Update:  A Kind & Generous Reader has come forward.  We’ll be doing the swap sometime in the near future.

Dept. Of Righteous Shootings

Escaped convict tries to break into a house (to steal food, cash, car keys etc. and/or to improve his prison love life with a little rapery), whereupon he learns, too late, that the lone housewife isn’t going to let him do any of that:

Bruce McLaughlin Jr., 30, was shot in the head by the woman after he kicked in her back door on Tuesday, according to Pickens County authorities.
After he entered the home, McLaughlin grabbed a knife sharpening tool from the kitchen and headed toward the woman’s bedroom around 3 a.m.

Of course, I don’t know whether the choirboy was going to do all that stuff, and now nobody will — which unsolved mystery is just fine by me.  (I do wish the report would give us the good info:  gun, chambering, type of cartridge etc. but let me not quibble over details.)

My favorite part of the story, however, is this:

 Sheriff Rick Clark said the woman was home alone and had undergone concealed weapons training at some point prior to the incident.
“This was a big guy. If she hadn’t had a weapon there’s no telling what would have happened,” the sheriff said. “I gave her a big hug. I told her how proud I was of her.”
Clark said the incident was “a shining example” of why owning and knowing how to properly use a gun is important.

Can I hear a round of applause for both the Lady Shooter (HEAD SHOT!) and Sheriff Clark?

Cheap Handguns

…if by “cheap” you mean something that doesn’t cost more than $500, that is.  CheaperThanDirt’s Shooter’s Blog features one such article examining the choices, and it’s quite informative so go ahead and read it.

Myself, I was struck by something else.  Here are the guns they talk about, stripped of the verbiage:

      

Is it just me, or do all these little carry guns look depressingly similar?  (We all know that they’re similar mechanically, i.e. striker-fired double-action mostly 9mm pistols.)

And I suppose that given the demands of ergonomics and what have you, these guns are inevitably going to turn out like the depressingly-similar wind-tunnel shaped modern cars — i.e. you need a microscope and micrometer to distinguish one from another — and you all know what I think of them.  (Cliff Notes:  ugh.)

No.  Frankly, my independent spirit rebels against this me-too nonsense, and especially so in the above case.  I don’t care that these guns may be a good bargain and work well, just as I don’t care that a Kia Rio / Hyundai Accent are a good automotive bargain and drive well.  I just don’t want to play simply because it’s cheaper, and I’m probably never going to own any of them, gun or car.

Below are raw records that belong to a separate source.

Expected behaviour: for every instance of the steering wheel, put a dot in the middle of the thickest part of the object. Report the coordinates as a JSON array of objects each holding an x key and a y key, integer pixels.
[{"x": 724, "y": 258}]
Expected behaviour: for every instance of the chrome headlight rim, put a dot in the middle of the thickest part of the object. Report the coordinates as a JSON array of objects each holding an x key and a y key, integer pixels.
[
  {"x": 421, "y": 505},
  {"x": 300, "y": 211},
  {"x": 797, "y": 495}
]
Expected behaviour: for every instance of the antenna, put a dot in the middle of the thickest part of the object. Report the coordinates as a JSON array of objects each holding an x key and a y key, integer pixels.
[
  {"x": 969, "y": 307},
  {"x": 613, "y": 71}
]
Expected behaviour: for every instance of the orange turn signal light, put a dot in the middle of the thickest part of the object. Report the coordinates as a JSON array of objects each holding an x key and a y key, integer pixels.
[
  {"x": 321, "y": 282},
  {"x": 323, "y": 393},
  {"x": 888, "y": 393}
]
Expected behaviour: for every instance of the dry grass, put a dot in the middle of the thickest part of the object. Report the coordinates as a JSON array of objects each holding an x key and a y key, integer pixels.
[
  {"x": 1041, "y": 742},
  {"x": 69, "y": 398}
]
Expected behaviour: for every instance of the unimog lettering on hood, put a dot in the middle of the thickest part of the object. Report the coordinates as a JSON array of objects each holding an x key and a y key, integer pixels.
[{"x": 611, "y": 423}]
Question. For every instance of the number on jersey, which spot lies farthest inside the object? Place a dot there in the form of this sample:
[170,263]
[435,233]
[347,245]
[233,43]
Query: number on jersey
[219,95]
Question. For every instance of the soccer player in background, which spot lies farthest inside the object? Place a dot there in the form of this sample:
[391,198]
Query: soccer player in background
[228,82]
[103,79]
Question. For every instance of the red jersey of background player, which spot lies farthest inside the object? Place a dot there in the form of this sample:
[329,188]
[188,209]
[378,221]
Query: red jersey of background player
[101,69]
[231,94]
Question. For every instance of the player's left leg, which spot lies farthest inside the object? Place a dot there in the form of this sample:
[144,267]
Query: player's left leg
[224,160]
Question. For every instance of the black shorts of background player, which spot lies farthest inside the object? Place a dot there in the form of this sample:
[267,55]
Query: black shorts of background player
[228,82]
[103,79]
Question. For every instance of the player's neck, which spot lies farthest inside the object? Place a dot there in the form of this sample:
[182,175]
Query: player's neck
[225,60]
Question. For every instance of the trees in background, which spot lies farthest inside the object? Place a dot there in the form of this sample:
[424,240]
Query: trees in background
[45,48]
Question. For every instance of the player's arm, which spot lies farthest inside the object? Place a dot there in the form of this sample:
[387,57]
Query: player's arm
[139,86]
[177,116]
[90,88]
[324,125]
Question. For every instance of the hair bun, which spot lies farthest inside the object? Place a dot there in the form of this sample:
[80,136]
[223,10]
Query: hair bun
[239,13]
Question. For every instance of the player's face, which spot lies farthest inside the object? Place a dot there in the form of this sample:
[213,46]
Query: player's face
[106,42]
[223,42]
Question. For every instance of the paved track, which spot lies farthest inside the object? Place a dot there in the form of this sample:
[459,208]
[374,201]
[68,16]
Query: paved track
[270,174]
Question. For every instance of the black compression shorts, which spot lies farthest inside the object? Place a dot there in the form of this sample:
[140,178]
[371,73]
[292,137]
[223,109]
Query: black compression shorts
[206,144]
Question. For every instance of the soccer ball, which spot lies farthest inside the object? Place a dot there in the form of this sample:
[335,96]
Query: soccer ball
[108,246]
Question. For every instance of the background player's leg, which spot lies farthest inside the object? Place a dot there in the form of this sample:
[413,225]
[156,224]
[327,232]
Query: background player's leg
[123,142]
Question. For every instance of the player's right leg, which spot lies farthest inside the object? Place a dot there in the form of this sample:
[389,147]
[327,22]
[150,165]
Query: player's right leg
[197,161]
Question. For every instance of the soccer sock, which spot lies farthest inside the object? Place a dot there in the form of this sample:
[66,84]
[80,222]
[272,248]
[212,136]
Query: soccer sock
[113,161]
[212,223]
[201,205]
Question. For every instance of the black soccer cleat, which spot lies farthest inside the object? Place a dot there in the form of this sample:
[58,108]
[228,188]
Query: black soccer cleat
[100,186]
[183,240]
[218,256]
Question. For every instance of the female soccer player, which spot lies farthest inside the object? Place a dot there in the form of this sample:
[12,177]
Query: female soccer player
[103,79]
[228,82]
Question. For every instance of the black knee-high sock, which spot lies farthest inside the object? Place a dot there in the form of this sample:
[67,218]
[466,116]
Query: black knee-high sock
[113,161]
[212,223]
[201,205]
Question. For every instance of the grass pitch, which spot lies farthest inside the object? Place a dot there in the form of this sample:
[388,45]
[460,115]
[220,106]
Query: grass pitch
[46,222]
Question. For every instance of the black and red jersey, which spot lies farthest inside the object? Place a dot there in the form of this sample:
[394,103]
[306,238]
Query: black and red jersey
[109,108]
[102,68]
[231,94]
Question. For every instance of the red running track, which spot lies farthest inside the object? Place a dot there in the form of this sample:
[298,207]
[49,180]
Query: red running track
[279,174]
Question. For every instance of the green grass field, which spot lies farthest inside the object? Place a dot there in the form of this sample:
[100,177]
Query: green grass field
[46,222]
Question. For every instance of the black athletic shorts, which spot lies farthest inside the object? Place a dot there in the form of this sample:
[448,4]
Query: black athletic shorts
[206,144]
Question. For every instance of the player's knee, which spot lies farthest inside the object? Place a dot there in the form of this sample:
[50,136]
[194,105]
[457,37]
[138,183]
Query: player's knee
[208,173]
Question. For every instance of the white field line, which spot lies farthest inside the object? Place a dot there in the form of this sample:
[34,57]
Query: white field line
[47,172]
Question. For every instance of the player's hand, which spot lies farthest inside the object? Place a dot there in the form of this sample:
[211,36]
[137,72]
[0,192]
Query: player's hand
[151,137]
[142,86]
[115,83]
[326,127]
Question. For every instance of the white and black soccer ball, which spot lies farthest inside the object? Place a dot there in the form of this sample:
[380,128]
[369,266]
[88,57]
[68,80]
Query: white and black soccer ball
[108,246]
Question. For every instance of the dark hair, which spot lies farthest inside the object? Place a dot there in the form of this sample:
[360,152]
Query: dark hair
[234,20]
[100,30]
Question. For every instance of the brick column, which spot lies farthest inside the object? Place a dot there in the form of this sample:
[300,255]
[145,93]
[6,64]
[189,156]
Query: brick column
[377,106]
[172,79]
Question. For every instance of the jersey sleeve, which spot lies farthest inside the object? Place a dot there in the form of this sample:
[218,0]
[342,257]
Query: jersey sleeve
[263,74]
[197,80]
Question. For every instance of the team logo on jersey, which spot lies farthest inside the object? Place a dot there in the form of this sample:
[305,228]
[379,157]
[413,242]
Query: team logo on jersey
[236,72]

No.  If anything, it makes me want to go to the other extreme and carry something — ha! — iconic instead, even if I have to pay more and if necessary wait a while longer so I can save up for the thing.  To put it another way, I’d rather carry a Walther PPK than a Walther Creed because while both pistols are essentially identical in terms of their output (sends a 9mmx boolet into a Bad Guy efficiently), the PPK looks miles nicer and is worth the premium.  (And no, I don’t need an accessory rail on my carry gun.)

    

Your mileage may well differ, and as always, I welcome comments / insults on my old-fashioned attitude.